Stenberg noted that Mythos did not uncover any “magical” new class of bugs; its advantages were incremental at best.

Step 6: Assess the Practical Impact

Ask yourself: Would any of these findings require a security advisory? Could they be exploited in a realistic attack? Stenberg concluded that Mythos did not produce a “significant dent” in the code’s security posture—most issues were mundane. If the AI finds many critical flaws your manual review missed, that’s a win. But if it mainly echoes known patterns, it’s less valuable.

Step 7: Repeat with Different AI Models

To get a broader picture, run the same codebase through multiple AI analyzers (e.g., GPT-4, CodeQL, or other cloud services). Compare their hit rates, false positive rates, and the nature of suggestions. This mirrors Stenberg’s experience: he could only comment on what Mythos found for curl, but he suspected other models would perform similarly.

Step 8: Draw Your Conclusion

Document your findings in a report. Include metrics like total issues found, unique vulnerabilities, and time taken. Stenberg’s key point was that AI code analyzers are substantially better than any pre-AI tool, but the hype around a particular model may be overblown. If your analysis shows one tool is only marginally better than others, weigh the cost (API fees, learning curve) against the benefit.

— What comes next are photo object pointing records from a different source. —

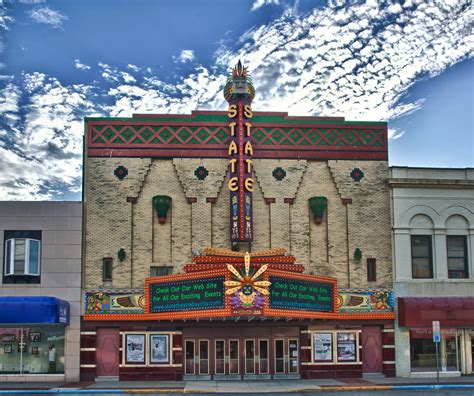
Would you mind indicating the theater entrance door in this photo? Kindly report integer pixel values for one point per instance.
(240, 355)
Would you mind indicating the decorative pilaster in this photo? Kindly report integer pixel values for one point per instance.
(201, 181)
(279, 181)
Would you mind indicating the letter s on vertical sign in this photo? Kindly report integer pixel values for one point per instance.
(248, 111)
(232, 112)
(234, 184)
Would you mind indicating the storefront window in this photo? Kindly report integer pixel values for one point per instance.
(32, 350)
(346, 347)
(423, 350)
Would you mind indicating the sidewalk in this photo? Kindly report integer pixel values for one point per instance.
(233, 387)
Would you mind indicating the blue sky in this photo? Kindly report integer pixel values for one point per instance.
(409, 63)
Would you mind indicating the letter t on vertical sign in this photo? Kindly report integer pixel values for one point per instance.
(239, 93)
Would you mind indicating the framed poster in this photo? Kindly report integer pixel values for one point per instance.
(323, 347)
(35, 336)
(22, 347)
(346, 347)
(135, 349)
(7, 338)
(159, 348)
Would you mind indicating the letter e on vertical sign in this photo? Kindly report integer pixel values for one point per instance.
(436, 331)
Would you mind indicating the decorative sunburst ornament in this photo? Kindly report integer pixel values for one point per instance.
(247, 290)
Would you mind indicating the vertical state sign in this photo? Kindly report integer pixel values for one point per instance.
(239, 92)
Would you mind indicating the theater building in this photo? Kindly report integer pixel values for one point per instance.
(433, 225)
(236, 244)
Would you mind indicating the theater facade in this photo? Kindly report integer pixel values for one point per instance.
(236, 244)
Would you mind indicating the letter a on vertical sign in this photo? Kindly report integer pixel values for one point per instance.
(239, 93)
(436, 331)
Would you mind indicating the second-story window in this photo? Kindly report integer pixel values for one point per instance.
(22, 252)
(457, 256)
(371, 270)
(107, 264)
(421, 257)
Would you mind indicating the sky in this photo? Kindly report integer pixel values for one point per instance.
(409, 63)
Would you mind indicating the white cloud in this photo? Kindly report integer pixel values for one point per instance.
(185, 56)
(32, 1)
(133, 68)
(395, 133)
(48, 16)
(40, 156)
(260, 3)
(327, 62)
(5, 21)
(81, 66)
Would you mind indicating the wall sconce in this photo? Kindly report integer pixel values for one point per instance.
(162, 203)
(121, 254)
(318, 206)
(357, 255)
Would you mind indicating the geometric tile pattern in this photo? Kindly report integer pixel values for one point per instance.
(159, 135)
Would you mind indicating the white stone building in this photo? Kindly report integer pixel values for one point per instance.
(433, 248)
(40, 291)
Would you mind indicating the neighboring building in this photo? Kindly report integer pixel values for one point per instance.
(40, 291)
(171, 200)
(433, 245)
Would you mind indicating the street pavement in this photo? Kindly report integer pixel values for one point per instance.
(382, 386)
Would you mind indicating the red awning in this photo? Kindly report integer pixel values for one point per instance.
(421, 311)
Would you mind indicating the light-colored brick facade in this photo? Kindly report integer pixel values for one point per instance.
(119, 214)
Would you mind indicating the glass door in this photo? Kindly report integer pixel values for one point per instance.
(293, 355)
(249, 356)
(279, 356)
(219, 357)
(263, 356)
(189, 357)
(203, 356)
(233, 356)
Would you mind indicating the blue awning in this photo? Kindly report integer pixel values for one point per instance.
(33, 310)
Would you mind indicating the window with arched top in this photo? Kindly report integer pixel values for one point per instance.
(456, 246)
(421, 227)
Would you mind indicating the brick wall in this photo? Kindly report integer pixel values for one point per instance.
(119, 214)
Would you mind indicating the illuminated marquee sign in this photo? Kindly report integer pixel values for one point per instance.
(239, 92)
(301, 295)
(187, 295)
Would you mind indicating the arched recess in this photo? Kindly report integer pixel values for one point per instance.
(461, 211)
(405, 218)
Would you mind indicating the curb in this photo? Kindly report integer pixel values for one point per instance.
(182, 390)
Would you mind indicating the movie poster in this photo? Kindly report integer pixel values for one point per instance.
(159, 348)
(346, 347)
(135, 348)
(323, 347)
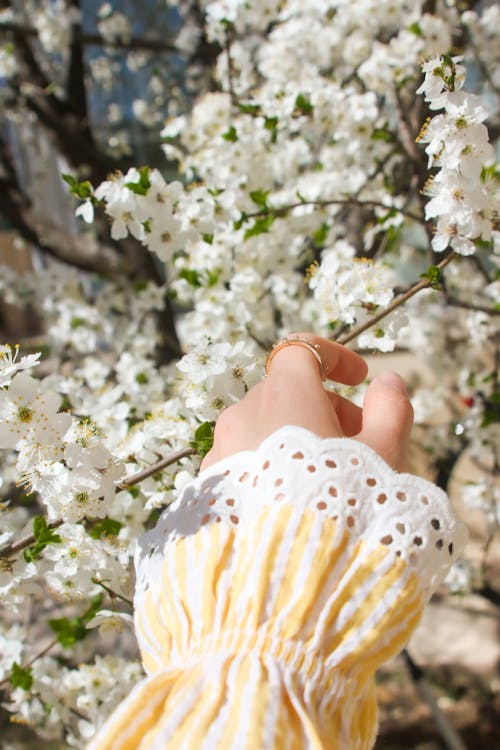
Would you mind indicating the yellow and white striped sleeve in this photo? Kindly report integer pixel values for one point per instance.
(271, 591)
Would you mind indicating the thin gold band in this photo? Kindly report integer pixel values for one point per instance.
(305, 344)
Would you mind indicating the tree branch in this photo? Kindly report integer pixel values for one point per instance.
(400, 300)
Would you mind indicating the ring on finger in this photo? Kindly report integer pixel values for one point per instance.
(315, 350)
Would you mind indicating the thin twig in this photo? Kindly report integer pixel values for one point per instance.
(26, 666)
(449, 736)
(172, 459)
(334, 202)
(26, 541)
(422, 284)
(112, 593)
(455, 302)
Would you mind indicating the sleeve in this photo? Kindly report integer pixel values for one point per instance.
(271, 591)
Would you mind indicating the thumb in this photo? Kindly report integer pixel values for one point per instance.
(388, 419)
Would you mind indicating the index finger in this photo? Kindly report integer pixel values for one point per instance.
(340, 364)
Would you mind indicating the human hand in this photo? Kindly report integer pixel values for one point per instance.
(293, 394)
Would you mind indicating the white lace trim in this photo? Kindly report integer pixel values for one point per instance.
(339, 478)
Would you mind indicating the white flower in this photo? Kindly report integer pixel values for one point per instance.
(86, 211)
(27, 412)
(10, 364)
(205, 360)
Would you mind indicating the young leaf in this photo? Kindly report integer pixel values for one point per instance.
(230, 135)
(105, 527)
(191, 276)
(303, 105)
(43, 536)
(260, 226)
(433, 275)
(20, 677)
(259, 197)
(203, 438)
(142, 186)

Tips for a Fair Evaluation

• Use the same input for all tests – keep the codebase version fixed.
• Watch for confirmation bias – don’t overvalue results that match your expectations.
• Consider the tool’s training data – if your code is similar to public repos, the AI might regurgitate known patterns.
• Remember human oversight is still crucial – Stenberg underscores that “high quality chaos” means many issues need triage.
• Don’t skip traditional tools – they are fast, free, and cover fundamentals well.
• Check the model’s novelty – ask if it finds issues that no other tool flagged; that’s the real test of advancement.

By following these steps, you can replicate Stenberg’s assessment and make an informed decision about adopting AI code analyzers. The curl case shows that while AI is powerful, you should temper expectations with rigorous testing.